United States benchmark averages closed higher on Wednesday (Thursday AEST), lifted by optimism around U.S. trade policy, despite the Federal Reserve warning of increased risks to the economic outlook.
The Dow Jones Industrial Average rose 285.0 points, or 0.7%, to 41,114.0. The S&P 500 added 24.4 points, or 0.4%, to 5,631.3, while the Nasdaq Composite climbed 48.5 points, or 0.3%, to 17,738.2.
A notable contributor to the Dow's gain was Disney, which surged 10.8% after reporting stronger-than-expected fiscal second-quarter earnings and an unexpected increase in streaming subscribers.
Late in the session, chipmaker stocks rallied following a Bloomberg report that the Trump administration plans to rescind curbs on artificial intelligence chip exports.
Nvidia jumped 3.1%, Taiwan Semiconductor added 1.3% and Micron Technology added 2.6%.
Market gains were partially capped by declines in tech giants Alphabet and Apple, which fell 7.5% and 1.1%, respectively. A Bloomberg report indicated that Apple may introduce artificial intelligence-based search services within its Safari browser, which could potentially end its search partnership with Google.
As widely anticipated, the Federal Open Market Committee kept its benchmark interest rate unchanged in a range of 4.25% to 4.5%, maintaining its stance since December. However, the Fed’s post-meeting statement acknowledged rising risks:
“The Committee is attentive to the risks to both sides of its dual mandate and judges that the risks of higher unemployment and higher inflation have risen.”
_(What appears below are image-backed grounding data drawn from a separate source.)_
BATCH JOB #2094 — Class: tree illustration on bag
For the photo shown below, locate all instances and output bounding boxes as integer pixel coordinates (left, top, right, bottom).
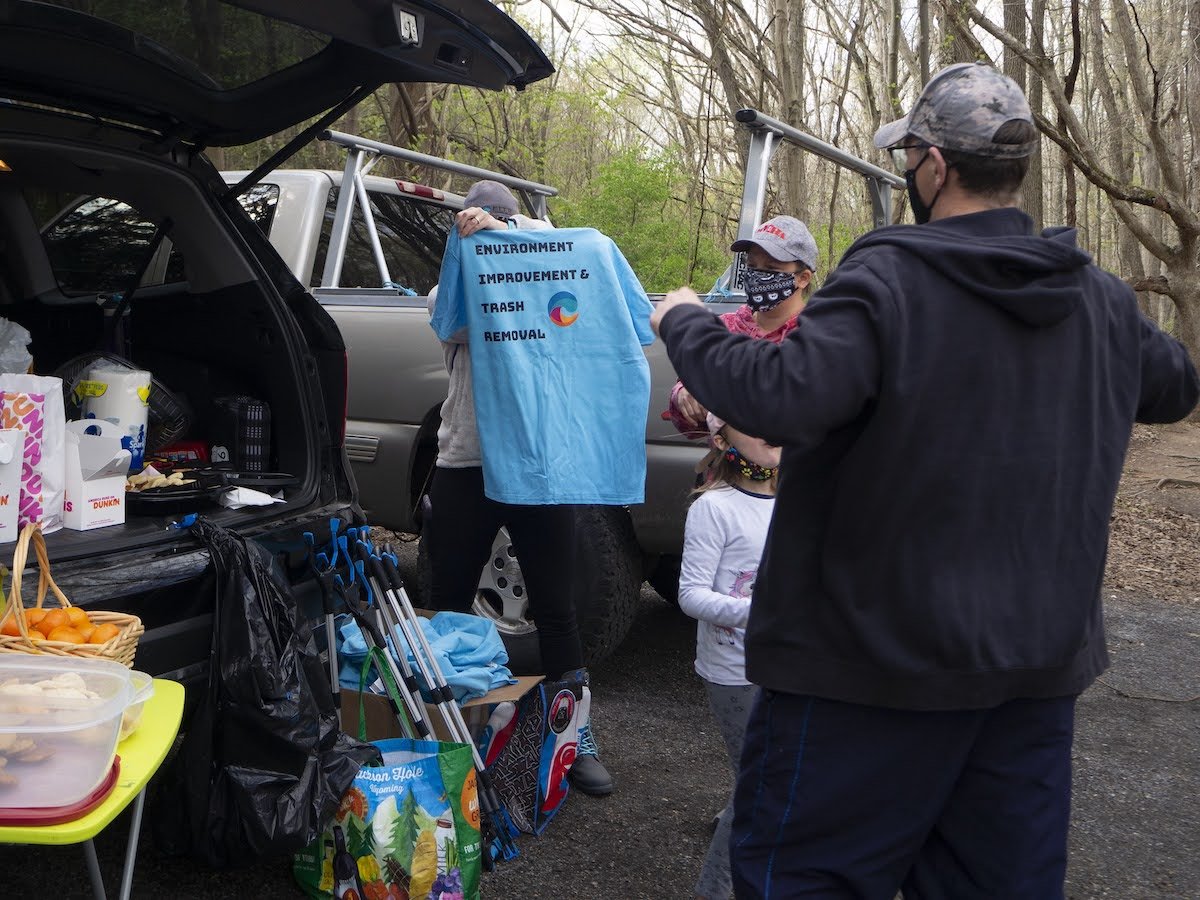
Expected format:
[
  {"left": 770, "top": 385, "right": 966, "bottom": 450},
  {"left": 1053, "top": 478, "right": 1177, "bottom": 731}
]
[{"left": 382, "top": 790, "right": 417, "bottom": 895}]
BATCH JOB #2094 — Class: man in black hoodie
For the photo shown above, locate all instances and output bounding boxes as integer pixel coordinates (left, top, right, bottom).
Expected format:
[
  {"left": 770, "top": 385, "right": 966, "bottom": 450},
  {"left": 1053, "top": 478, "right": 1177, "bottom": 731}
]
[{"left": 652, "top": 63, "right": 1199, "bottom": 899}]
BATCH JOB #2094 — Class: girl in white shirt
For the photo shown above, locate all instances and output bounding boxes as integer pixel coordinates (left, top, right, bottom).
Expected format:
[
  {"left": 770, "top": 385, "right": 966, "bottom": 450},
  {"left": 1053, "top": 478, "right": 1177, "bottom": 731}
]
[{"left": 679, "top": 414, "right": 779, "bottom": 900}]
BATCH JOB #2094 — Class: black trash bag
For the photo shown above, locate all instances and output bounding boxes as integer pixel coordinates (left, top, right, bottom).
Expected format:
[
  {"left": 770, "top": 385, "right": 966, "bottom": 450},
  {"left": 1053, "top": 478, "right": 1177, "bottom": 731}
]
[{"left": 154, "top": 517, "right": 378, "bottom": 868}]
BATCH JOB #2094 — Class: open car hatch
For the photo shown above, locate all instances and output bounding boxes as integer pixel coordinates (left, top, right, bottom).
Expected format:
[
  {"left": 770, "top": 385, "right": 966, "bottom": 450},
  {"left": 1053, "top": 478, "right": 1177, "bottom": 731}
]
[{"left": 0, "top": 0, "right": 554, "bottom": 146}]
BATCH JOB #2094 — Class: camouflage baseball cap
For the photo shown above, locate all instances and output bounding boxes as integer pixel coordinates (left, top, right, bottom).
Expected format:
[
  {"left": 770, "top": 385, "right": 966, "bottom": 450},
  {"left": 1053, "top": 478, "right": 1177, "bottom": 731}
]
[{"left": 873, "top": 62, "right": 1036, "bottom": 159}]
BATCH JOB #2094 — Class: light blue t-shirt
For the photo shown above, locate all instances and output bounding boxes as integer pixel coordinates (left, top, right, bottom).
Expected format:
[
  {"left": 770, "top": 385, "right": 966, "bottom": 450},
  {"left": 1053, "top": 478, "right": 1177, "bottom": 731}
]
[{"left": 431, "top": 226, "right": 654, "bottom": 505}]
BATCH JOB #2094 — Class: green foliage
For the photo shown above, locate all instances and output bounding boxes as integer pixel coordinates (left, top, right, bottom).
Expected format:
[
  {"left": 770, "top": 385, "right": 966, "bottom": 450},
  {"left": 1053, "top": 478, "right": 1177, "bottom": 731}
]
[
  {"left": 554, "top": 150, "right": 729, "bottom": 293},
  {"left": 814, "top": 222, "right": 862, "bottom": 277}
]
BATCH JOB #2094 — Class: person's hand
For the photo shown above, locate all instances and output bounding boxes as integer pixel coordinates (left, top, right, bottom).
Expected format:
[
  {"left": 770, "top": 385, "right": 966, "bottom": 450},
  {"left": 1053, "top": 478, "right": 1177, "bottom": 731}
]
[
  {"left": 456, "top": 206, "right": 505, "bottom": 237},
  {"left": 675, "top": 386, "right": 707, "bottom": 427},
  {"left": 651, "top": 287, "right": 705, "bottom": 337}
]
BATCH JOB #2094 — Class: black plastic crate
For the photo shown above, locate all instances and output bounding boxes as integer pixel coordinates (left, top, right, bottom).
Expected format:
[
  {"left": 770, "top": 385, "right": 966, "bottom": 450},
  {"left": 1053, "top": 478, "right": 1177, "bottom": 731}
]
[{"left": 211, "top": 395, "right": 271, "bottom": 473}]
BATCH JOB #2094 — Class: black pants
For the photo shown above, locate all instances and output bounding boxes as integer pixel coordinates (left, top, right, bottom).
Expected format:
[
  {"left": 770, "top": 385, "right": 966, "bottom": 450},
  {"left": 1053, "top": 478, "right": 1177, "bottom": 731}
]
[
  {"left": 731, "top": 690, "right": 1076, "bottom": 899},
  {"left": 425, "top": 465, "right": 583, "bottom": 679}
]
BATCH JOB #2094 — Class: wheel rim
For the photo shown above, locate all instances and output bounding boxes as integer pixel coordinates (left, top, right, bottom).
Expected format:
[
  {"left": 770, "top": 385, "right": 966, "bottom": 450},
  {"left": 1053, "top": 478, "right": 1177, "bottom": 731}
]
[{"left": 471, "top": 527, "right": 537, "bottom": 636}]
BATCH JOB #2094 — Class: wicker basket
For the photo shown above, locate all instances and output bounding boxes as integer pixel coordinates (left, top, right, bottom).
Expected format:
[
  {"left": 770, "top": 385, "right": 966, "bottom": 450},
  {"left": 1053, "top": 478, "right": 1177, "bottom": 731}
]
[{"left": 0, "top": 523, "right": 143, "bottom": 667}]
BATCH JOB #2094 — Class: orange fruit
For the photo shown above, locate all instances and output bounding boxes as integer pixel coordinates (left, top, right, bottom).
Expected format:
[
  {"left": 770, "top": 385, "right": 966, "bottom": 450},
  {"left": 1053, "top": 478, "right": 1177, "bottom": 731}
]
[
  {"left": 1, "top": 616, "right": 21, "bottom": 637},
  {"left": 38, "top": 608, "right": 71, "bottom": 634},
  {"left": 46, "top": 625, "right": 86, "bottom": 644},
  {"left": 76, "top": 622, "right": 96, "bottom": 641},
  {"left": 24, "top": 608, "right": 47, "bottom": 628},
  {"left": 88, "top": 623, "right": 120, "bottom": 645},
  {"left": 65, "top": 606, "right": 91, "bottom": 628}
]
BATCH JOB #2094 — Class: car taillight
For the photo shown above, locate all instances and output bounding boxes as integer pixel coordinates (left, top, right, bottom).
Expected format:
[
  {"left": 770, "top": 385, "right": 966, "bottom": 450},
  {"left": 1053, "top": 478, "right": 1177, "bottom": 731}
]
[{"left": 394, "top": 179, "right": 444, "bottom": 200}]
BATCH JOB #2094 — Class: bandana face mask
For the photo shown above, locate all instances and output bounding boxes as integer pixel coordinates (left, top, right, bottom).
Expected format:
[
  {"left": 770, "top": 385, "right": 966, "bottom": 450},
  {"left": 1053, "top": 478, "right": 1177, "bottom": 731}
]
[
  {"left": 743, "top": 268, "right": 797, "bottom": 313},
  {"left": 723, "top": 444, "right": 777, "bottom": 482}
]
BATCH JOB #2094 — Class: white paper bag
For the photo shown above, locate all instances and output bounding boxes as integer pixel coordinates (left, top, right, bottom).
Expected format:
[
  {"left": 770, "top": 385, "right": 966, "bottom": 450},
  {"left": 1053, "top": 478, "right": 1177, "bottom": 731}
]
[
  {"left": 0, "top": 373, "right": 66, "bottom": 534},
  {"left": 0, "top": 429, "right": 23, "bottom": 541},
  {"left": 63, "top": 419, "right": 131, "bottom": 531}
]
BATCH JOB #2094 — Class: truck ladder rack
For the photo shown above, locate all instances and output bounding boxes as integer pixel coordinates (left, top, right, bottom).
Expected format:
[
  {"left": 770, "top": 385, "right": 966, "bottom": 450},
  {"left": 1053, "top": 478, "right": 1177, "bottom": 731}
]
[
  {"left": 734, "top": 108, "right": 906, "bottom": 239},
  {"left": 317, "top": 129, "right": 558, "bottom": 290}
]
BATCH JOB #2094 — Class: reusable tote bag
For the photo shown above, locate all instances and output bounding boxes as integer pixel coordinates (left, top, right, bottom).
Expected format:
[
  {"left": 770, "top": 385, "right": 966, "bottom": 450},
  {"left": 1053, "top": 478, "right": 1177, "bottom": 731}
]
[
  {"left": 294, "top": 653, "right": 483, "bottom": 900},
  {"left": 475, "top": 671, "right": 588, "bottom": 835},
  {"left": 0, "top": 374, "right": 66, "bottom": 532}
]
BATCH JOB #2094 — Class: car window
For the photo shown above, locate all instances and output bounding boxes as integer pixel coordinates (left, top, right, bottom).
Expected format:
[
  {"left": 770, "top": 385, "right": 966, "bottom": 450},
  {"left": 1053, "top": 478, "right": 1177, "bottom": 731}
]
[
  {"left": 38, "top": 0, "right": 329, "bottom": 92},
  {"left": 314, "top": 187, "right": 454, "bottom": 294},
  {"left": 236, "top": 183, "right": 281, "bottom": 236},
  {"left": 161, "top": 183, "right": 279, "bottom": 283},
  {"left": 32, "top": 191, "right": 167, "bottom": 295}
]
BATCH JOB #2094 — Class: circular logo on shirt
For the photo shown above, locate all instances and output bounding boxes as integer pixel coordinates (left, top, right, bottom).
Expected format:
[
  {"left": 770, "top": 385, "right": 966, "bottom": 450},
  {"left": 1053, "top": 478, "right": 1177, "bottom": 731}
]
[{"left": 548, "top": 291, "right": 579, "bottom": 327}]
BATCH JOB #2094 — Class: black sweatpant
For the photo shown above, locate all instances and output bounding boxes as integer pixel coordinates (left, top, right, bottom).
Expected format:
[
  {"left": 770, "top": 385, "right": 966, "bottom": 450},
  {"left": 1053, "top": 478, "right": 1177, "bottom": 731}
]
[
  {"left": 730, "top": 690, "right": 1076, "bottom": 899},
  {"left": 425, "top": 465, "right": 583, "bottom": 679}
]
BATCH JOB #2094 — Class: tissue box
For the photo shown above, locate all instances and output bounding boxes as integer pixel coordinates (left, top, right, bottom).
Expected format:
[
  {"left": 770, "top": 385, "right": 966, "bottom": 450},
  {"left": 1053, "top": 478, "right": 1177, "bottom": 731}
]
[
  {"left": 63, "top": 420, "right": 132, "bottom": 530},
  {"left": 0, "top": 429, "right": 22, "bottom": 542}
]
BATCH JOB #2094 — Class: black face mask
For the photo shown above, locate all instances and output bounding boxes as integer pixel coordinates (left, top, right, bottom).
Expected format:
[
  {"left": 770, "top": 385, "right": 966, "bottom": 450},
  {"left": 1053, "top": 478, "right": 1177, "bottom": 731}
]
[
  {"left": 905, "top": 151, "right": 942, "bottom": 225},
  {"left": 744, "top": 268, "right": 797, "bottom": 313}
]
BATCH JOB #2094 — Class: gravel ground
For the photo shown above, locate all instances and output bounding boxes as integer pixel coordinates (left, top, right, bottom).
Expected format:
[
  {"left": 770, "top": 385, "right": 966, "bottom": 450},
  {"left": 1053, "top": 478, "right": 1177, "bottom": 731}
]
[{"left": 4, "top": 423, "right": 1200, "bottom": 898}]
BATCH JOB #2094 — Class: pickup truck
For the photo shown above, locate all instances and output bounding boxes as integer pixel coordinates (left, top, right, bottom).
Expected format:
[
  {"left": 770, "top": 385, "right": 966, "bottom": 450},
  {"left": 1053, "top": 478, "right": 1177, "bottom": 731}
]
[{"left": 222, "top": 118, "right": 904, "bottom": 671}]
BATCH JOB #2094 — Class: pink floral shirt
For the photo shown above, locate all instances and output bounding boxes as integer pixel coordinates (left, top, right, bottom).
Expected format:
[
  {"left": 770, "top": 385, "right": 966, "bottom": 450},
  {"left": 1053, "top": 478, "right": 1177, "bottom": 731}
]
[{"left": 663, "top": 304, "right": 801, "bottom": 438}]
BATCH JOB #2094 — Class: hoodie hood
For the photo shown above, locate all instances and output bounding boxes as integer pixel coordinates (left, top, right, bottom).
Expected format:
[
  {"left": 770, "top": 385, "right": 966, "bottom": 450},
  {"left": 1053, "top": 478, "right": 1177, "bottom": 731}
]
[{"left": 845, "top": 208, "right": 1093, "bottom": 327}]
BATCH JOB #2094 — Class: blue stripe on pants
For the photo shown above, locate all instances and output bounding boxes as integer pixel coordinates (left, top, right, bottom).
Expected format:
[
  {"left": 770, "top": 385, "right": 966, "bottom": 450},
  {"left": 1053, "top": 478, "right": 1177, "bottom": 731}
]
[{"left": 729, "top": 690, "right": 1075, "bottom": 899}]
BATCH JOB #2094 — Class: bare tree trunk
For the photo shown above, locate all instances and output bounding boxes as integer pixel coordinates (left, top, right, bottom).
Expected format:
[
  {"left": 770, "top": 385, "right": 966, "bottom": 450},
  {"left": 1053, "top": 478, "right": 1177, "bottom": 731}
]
[
  {"left": 1025, "top": 0, "right": 1046, "bottom": 228},
  {"left": 919, "top": 0, "right": 932, "bottom": 84},
  {"left": 1002, "top": 0, "right": 1040, "bottom": 223},
  {"left": 773, "top": 0, "right": 810, "bottom": 220},
  {"left": 939, "top": 2, "right": 978, "bottom": 66},
  {"left": 888, "top": 0, "right": 904, "bottom": 117},
  {"left": 1169, "top": 269, "right": 1200, "bottom": 364}
]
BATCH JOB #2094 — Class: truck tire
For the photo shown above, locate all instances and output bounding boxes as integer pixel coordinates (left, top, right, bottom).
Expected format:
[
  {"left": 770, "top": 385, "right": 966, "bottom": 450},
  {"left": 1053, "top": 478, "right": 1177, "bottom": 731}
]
[{"left": 416, "top": 506, "right": 641, "bottom": 674}]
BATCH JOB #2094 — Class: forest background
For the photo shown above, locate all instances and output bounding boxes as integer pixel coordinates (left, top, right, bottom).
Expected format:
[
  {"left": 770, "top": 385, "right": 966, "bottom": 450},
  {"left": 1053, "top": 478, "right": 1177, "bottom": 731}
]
[{"left": 210, "top": 0, "right": 1200, "bottom": 368}]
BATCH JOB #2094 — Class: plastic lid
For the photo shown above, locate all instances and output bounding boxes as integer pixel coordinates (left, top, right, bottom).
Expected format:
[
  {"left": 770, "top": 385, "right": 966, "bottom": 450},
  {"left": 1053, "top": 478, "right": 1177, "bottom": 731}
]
[
  {"left": 128, "top": 670, "right": 155, "bottom": 705},
  {"left": 0, "top": 757, "right": 121, "bottom": 825},
  {"left": 0, "top": 656, "right": 133, "bottom": 732}
]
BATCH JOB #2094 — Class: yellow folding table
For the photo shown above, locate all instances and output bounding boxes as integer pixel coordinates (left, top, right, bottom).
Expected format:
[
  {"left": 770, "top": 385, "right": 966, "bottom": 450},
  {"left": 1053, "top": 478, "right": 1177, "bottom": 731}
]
[{"left": 0, "top": 678, "right": 185, "bottom": 900}]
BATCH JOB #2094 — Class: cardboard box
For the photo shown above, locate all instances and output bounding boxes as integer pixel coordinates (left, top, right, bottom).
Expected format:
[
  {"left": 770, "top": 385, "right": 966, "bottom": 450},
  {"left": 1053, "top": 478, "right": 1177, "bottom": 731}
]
[
  {"left": 63, "top": 419, "right": 131, "bottom": 530},
  {"left": 0, "top": 429, "right": 22, "bottom": 542},
  {"left": 340, "top": 607, "right": 544, "bottom": 742},
  {"left": 350, "top": 674, "right": 544, "bottom": 744}
]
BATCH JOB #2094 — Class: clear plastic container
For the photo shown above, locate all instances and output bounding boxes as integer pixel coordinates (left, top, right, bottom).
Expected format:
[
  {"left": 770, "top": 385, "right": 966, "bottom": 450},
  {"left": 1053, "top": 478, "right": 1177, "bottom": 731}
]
[
  {"left": 0, "top": 656, "right": 133, "bottom": 809},
  {"left": 119, "top": 671, "right": 154, "bottom": 741}
]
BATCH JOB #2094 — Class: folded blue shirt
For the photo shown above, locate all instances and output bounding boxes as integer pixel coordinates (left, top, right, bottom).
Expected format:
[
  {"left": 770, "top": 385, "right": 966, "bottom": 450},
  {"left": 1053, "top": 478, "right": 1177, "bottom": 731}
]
[{"left": 338, "top": 610, "right": 516, "bottom": 703}]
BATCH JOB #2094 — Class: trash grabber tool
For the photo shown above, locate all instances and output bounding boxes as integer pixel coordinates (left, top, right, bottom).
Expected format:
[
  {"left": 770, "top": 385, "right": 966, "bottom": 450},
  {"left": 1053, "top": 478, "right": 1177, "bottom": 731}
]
[
  {"left": 335, "top": 575, "right": 428, "bottom": 740},
  {"left": 371, "top": 545, "right": 519, "bottom": 863},
  {"left": 356, "top": 566, "right": 433, "bottom": 740},
  {"left": 350, "top": 540, "right": 433, "bottom": 734},
  {"left": 304, "top": 532, "right": 341, "bottom": 714}
]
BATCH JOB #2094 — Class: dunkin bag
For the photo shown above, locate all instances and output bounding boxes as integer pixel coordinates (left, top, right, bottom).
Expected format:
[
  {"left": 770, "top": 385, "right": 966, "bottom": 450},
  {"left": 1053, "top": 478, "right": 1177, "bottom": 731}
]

Fed Chair Jerome Powell further warned that existing trade tariffs could weigh on the economy:
“If the large increases in tariffs that have been announced are sustained, they are likely to generate a rise in inflation, a slowdown in economic growth, and an increase in unemployment. The effects on inflation could be short-lived—reflecting a one-time shift in the price level.
"It is also possible that the inflationary effects could instead be more persistent.
"Avoiding that outcome will depend on the size of the tariff effects, on how long it takes for them to pass through fully into prices, and, ultimately, on keeping longer-term inflation expectations well anchored.” he said at a press conference.
Earlier in the day, U.S. President Donald Trump reiterated his administration's tough stance on China, stating he would not lower tariffs as a precondition for initiating trade talks.
Discussions between U.S. and Chinese officials are scheduled to take place this weekend in Switzerland.
In the bond market, yields moved lower. The 10-year Treasury yield dropped to 3.783%, down 0.7%, while the 2-year yield fell by 0.1% to 4.269%.